Section 501 of the Migration Act 1958 lists a variety of reasons why someone may not pass the character test and the Minister for Home Affairs, the Minister for Immigration Citizenship and Multicultural Affairs, or one of their delegates, has the power to deport anyone they deem as posing a threat to other Australians.
But in a judgment handed down on Wednesday, the High Court found that while the minister can re-exercise the power to cancel a visa if “subsequent events or further information provide a different factual basis”, an original order to allow a person to stay in Australia is final.
“Neither the Minister nor the delegate can rely on subsequent events or further information simply to re-exercise the discretion to cancel the visa at the second stage of the decision-making process,” the judgment read.
The case in question
Zambian man Likumbo Makasa entered Australia on a student visa in 2001 before being granted permanent residency in 2004.
Makasa, a father who is now in his thirties, was first threatened with deportation after being convicted of three counts of having sexual intercourse with a person aged between 14 and 16 in 2006 when he was aged 22.
But immigration authorities’ bid to cancel Makasa’s visa failed on appeal when the Administrative Appeals Tribunal (AAT) in 2013 ruled it would not be in his children’s best interests to have him deported.

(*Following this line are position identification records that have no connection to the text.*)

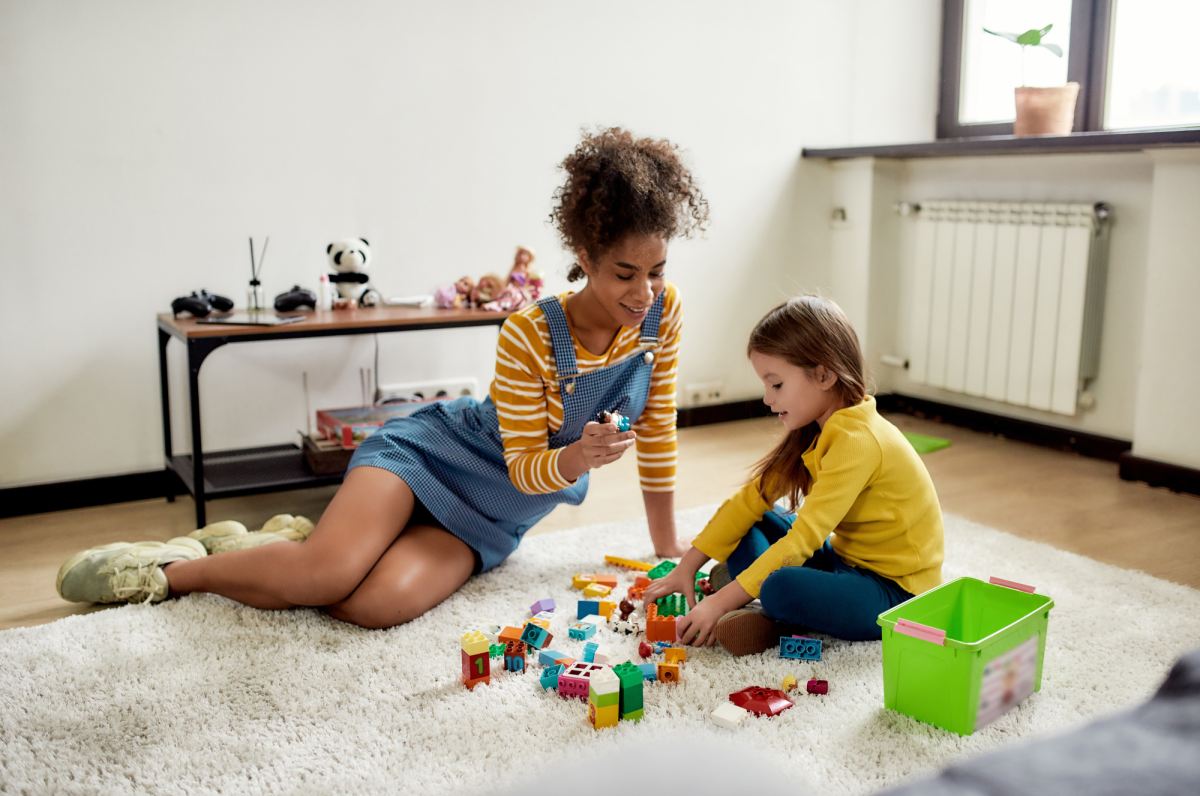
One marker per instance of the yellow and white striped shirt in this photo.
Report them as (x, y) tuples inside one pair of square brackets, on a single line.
[(529, 407)]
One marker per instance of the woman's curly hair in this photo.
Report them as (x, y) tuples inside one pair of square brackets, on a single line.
[(617, 185)]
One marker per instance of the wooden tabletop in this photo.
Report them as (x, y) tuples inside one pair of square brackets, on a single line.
[(327, 321)]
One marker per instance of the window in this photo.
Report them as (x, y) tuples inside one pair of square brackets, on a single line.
[(1133, 60)]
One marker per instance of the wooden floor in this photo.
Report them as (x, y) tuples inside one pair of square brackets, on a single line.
[(1067, 501)]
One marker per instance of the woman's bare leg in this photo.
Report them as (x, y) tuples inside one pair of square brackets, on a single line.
[(423, 567), (361, 522)]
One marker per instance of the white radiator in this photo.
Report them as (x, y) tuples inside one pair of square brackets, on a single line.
[(1008, 299)]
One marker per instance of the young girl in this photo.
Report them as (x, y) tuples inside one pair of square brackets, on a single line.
[(868, 534), (450, 490)]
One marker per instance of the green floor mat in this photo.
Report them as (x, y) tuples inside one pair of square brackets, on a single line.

Under changes to Section 501 introduced in 2014, a person’s visa must be cancelled if a person is sentenced to a term of imprisonment of 12 months or more, is convicted of a sexual crime against a child, and is serving a sentence of imprisonment on a full-time basis, but those changes did not impact Makasa.
Makasa was then back before a New South Wales court in 2017 on charges including drink driving. He was convicted of breaching his reporting obligations by failing to disclose he downloaded a social media app to communicate with his daughter and was fined $300. He was also fined $1,200 for drink driving and disqualified from driving for 12 months.

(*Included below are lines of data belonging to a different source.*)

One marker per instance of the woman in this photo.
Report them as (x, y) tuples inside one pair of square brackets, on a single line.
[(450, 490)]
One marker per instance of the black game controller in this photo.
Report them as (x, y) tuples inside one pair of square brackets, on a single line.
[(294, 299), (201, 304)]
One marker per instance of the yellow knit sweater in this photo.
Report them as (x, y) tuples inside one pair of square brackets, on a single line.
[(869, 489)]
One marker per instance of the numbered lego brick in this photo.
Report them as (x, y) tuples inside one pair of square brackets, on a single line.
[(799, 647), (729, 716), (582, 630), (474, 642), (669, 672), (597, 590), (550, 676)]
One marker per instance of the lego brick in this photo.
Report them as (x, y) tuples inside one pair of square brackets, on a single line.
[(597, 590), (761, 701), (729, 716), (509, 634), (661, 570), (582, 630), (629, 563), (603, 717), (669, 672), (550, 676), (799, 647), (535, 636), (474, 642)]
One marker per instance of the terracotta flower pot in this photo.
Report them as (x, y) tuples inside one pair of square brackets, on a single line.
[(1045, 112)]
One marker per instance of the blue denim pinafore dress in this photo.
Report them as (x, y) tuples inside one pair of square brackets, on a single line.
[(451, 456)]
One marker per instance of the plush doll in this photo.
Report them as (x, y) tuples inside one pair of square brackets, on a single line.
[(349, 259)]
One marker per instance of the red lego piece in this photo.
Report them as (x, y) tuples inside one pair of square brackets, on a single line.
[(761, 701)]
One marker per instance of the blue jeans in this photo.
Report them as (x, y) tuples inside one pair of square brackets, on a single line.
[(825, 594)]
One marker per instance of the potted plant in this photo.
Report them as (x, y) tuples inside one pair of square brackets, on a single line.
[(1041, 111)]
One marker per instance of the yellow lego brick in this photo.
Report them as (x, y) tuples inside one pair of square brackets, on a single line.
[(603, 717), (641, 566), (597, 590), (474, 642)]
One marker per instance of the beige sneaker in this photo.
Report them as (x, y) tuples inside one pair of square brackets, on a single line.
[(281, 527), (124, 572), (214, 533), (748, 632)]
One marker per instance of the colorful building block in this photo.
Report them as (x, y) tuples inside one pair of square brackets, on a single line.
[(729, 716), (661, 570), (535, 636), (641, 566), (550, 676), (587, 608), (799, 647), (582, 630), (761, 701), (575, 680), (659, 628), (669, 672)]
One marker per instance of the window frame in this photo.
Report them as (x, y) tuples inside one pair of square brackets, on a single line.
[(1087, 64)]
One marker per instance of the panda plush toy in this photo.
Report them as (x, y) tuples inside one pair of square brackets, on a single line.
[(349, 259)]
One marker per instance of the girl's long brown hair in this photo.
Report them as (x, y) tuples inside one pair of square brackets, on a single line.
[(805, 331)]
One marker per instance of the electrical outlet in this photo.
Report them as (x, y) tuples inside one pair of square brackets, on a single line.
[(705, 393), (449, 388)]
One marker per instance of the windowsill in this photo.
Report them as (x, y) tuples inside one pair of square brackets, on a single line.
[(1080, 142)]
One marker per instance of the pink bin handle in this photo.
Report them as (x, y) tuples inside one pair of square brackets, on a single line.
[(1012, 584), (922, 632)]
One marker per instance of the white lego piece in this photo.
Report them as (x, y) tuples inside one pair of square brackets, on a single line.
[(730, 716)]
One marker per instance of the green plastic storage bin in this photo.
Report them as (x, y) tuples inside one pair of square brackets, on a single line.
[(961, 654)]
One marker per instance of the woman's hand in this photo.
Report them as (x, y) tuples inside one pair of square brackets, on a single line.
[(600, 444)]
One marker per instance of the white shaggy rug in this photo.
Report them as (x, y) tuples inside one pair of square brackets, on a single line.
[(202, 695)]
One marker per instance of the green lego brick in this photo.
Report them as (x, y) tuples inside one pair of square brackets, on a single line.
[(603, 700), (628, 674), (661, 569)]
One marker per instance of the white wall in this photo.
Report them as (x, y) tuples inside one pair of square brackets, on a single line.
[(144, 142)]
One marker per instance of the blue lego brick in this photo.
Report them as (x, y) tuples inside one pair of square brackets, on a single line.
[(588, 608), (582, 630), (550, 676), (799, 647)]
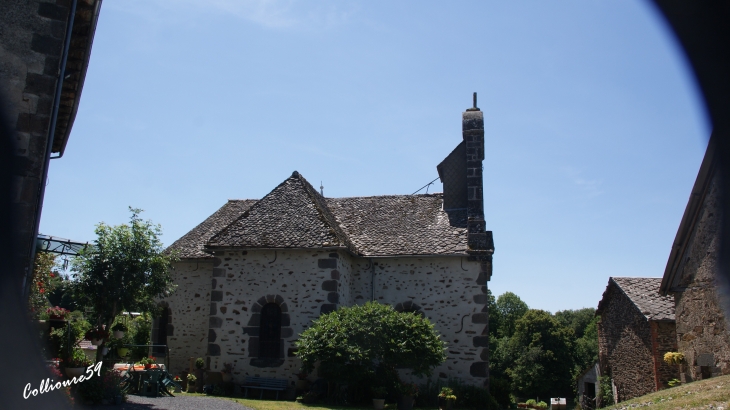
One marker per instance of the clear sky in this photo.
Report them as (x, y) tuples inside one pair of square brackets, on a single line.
[(594, 126)]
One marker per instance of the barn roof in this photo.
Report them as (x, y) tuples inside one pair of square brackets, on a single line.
[(644, 294), (295, 215)]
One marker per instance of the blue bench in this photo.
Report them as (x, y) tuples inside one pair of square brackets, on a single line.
[(264, 383)]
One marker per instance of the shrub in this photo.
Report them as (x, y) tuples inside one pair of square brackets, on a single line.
[(672, 358), (119, 327), (350, 341)]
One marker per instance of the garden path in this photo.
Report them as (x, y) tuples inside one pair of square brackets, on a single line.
[(173, 403)]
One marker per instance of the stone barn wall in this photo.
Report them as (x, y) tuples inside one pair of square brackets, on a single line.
[(702, 329), (625, 346), (189, 305), (663, 339)]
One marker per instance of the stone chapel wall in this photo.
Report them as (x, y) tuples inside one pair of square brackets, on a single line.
[(303, 283), (444, 289), (189, 305)]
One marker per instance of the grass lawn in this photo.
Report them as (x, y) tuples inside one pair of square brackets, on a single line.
[(289, 405), (703, 394)]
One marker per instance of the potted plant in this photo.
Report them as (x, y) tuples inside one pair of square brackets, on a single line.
[(408, 392), (199, 366), (179, 382), (379, 393), (147, 362), (227, 372), (191, 383), (119, 329), (96, 336), (446, 398), (57, 313), (76, 364)]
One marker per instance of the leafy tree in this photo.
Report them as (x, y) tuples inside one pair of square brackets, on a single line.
[(126, 269), (544, 356), (511, 308), (586, 347), (45, 280), (350, 342), (577, 320)]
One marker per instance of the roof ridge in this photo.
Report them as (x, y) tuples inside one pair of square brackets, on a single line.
[(245, 213), (326, 213), (650, 315)]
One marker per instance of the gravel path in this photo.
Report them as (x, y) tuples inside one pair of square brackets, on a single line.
[(173, 403)]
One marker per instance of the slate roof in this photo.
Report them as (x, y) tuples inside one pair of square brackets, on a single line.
[(644, 294), (192, 243), (295, 215), (401, 225)]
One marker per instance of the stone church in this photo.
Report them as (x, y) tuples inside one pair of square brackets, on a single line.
[(256, 273)]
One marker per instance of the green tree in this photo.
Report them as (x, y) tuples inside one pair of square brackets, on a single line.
[(511, 308), (125, 270), (45, 280), (350, 342), (544, 356), (577, 320), (586, 347)]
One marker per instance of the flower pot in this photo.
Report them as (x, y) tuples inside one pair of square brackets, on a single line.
[(405, 402), (75, 371)]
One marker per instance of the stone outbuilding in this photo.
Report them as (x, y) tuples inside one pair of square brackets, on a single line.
[(588, 386), (256, 273), (45, 47), (635, 331), (690, 277)]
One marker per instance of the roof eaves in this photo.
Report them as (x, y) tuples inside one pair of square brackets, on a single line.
[(675, 262)]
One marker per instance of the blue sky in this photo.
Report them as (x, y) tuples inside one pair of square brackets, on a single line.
[(594, 126)]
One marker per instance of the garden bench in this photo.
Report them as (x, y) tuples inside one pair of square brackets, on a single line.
[(264, 383)]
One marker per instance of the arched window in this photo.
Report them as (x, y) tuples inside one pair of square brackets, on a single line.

Immigration authorities then threatened to cancel his permanent residency visa for a second time, arguing that Mr Makasa failed the character test because of the 2009 sentence and the additional 2017 convictions.
But the High Court ruled the 2009 sentence couldn’t be brought into the argument.
‘Power move’ denied
Lawyer Michael Doyle, who represented Makasa, said it was clearly a case of where the Department of Home Affairs sought to overstep its powers.
“The obvious decision that needed to be made has been made,” he told SBS News.
“The significance is that it is putting the department in a position where they should not be looking into the past where they have already had an attempt to cancel someone’s visa and that cancellation has been overturned, and then try to have another attempt at cancelling a person’s visa for the same reasons.”
Lawyer and Human Rights For All director principal Alison Battisson said the finding was “another example of a situation in which the Minister of Home Affairs refuses to accept limitations on his powers”.
“The minister clearly appealed to the High Court to fight for as broad powers as possible to cancel visas, which can lead to detention and deportation, including in circumstances in which other decision-makers have made reasoned decisions not to cancel a visa,” she said.
“The High Court, through Makasa, has clearly stated that the minister’s powers are limited.”
Barrister Dr Jason Donnelly, who acted as co-counsel for Makasa’s High Court case said a potential important implication of the judgment is that if the minister wishes to overturn a decision of his or her delegate or a decision of the Administrative Appeals Tribunal, the minister will need to act personally and demonstrate the decision is in the ‘national interest’.
“Generally, a national interest decision attracts greater accountability by reporting obligations to Parliament and, by implication, greater awareness of the minister’s decision-making process by the Australian media and public.”
The Home Affairs Department has been contacted for comment.